McCarthy called it “the largest savings in American history” in a floor speech ahead of the vote, saying it would combat the “runaway spending” that has become a defining feature of the Biden administration.
“We produced a bill that in divided government takes a step toward smaller government, less regulation, more economic growth, and more take-home pay, and unlike previous speakers, you don’t have to pass the bill to find out what’s in it,” McCarthy said.
The speaker had fulfilled a commitment established during the speaker race in January to allow members 72 hours to read the 99-page bill before casting their votes on it.
Although two-thirds of the Republican conference ultimately supported the bill, GOP leaders were up against fierce opposition from within the party after some argued the legislation was insufficient.
“I don’t want to create a new baseline in terms of spending in this country,” Rep. Harriet Hageman (R-WY) told Breitbart News. “I also don’t like the fact that we’re just simply suspending the debt through a certain date rather than by a specific amount,” she added, noting she was following the will of her constituents in opposing the bill.
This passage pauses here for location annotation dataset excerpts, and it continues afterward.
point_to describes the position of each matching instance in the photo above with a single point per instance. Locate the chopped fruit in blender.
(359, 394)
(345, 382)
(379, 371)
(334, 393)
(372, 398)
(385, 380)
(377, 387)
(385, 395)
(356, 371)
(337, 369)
House Freedom Caucus members were some of the most vocal opponents of the bill and urged Republicans to reject it, arguing it paled in comparison to the GOP-preferred bill that had passed the House in April, though no Democrats supported that bill.
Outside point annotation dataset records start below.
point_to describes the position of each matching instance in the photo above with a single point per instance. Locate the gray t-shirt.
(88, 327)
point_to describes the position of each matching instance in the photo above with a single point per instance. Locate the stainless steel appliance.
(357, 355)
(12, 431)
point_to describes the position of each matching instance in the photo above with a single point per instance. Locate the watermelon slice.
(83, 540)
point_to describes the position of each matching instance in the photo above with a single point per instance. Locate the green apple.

One caucus member, Rep. Ralph Norman (R-SC), was asked by a reporter if he would rather default than vote for the McCarthy-Biden deal, to which he replied, “I’m willing to take that risk because the country is in deep financial trouble.”
“Default’s not going to happen,” Norman added. “Your presumption is we’re going to default. They’re not. [Democrats] can’t take that risk. It’s Biden that left the bargaining table for 97 days for God’s sake.”
Some hardline veteran conservatives, such as Reps. Jim Jordan (R-OH), Thomas Massie (R-KY), Tom McClintock (R-CA), and others, however, were uncharacteristically supportive of the bill because of a certain provision that they said would force historic and substantive changes to government spending habits.
The section in the bill, proposed by Massie, would push the House to fund the government through 12 appropriation bills rather than one omnibus bill later in the year, which Massie said would help “restore regular order.”
“If we want to control the overall amount of spending … then that’s our opportunity,” Massie said.